HRW schlägt vor, dass die Wahlergebnisse zu akzeptieren seien, auch da, wo sie Islamisten an die Macht bringen – dass jedoch der Kampf für individuelle und universelle Rechte davon unbenommen fortgehen müsse:
As rights activists, we are acutely aware of the possible tension between the right to choose one’s leaders and the rights of potentially disfavored groups such as women, gays and lesbians, and religious minorities. Anyone familiar with the history of Iran or Afghanistan knows the serious risks involved. However, in the two Arab Spring nations that have had free and fair elections so far, a solid majority voted for socially conservative political parties in Egypt, and a solid plurality did so in Tunisia. The sole democratic option is to accept the results of those elections and to press the governments that emerge to respect the rights of all rather than to ostracize these governments from the outset. As Roth wrote:
Wherever Islam-inspired governments emerge, the international community should focus on encouraging, and if need be pressuring, them to respect basic rights—just as the Christian-labeled parties and governments of Europe are expected to do. Embracing political Islam need not mean rejecting human rights, as illustrated by the wide gulf between the restrictive views of some Salafists and the more progressive interpretation of Islam that leaders such as Rashid Ghannouchi, head of Tunisia’s Nahdha Party, espouse. It is important to nurture the rights-respecting elements of political Islam while standing firm against repression in its name. So long as freely elected governments respect basic rights, they merit presumptive international support, regardless of their political or religious complexion.

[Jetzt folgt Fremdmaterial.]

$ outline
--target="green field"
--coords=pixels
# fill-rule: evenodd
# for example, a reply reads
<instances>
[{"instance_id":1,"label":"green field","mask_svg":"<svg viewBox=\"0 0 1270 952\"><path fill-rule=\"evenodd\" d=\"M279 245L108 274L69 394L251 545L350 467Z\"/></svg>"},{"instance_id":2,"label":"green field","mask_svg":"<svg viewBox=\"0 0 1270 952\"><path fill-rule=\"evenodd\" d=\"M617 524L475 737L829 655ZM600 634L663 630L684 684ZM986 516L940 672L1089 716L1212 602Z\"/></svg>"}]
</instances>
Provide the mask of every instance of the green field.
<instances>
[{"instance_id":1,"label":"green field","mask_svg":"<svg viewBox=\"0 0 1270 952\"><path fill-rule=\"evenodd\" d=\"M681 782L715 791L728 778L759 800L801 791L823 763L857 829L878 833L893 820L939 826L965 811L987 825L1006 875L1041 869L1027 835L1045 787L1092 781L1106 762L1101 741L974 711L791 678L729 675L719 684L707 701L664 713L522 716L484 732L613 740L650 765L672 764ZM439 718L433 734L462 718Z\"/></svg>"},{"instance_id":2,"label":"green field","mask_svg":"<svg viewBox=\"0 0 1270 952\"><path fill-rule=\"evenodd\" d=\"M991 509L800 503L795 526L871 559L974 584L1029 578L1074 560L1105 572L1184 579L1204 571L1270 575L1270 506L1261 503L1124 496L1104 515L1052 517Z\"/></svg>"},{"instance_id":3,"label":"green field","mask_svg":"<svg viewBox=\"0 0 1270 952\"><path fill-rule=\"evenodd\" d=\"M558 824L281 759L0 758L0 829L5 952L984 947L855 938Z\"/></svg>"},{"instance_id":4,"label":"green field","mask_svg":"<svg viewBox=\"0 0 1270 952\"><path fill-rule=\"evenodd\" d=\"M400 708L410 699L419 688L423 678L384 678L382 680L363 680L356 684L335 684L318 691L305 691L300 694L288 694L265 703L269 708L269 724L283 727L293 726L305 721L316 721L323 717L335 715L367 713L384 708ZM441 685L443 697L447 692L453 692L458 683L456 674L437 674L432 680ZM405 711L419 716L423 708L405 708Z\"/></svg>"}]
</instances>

The signatories of the above letter disagree. In their view, Islamic political parties that come to power “remain committed to systematic discrimination.” We, too, are deeply concerned about that possibility and have been spending a great deal of time monitoring the conduct of Islamic parties, pressing them to respect all rights, and condemning any conduct that falls short. Human Rights Watch has a long history of standing up to governments founded on political Islam that discriminate against women, gays and lesbians, and religious minorities. But we would not reject the possibility that a government guided by political Islam might be convinced to avoid such discrimination.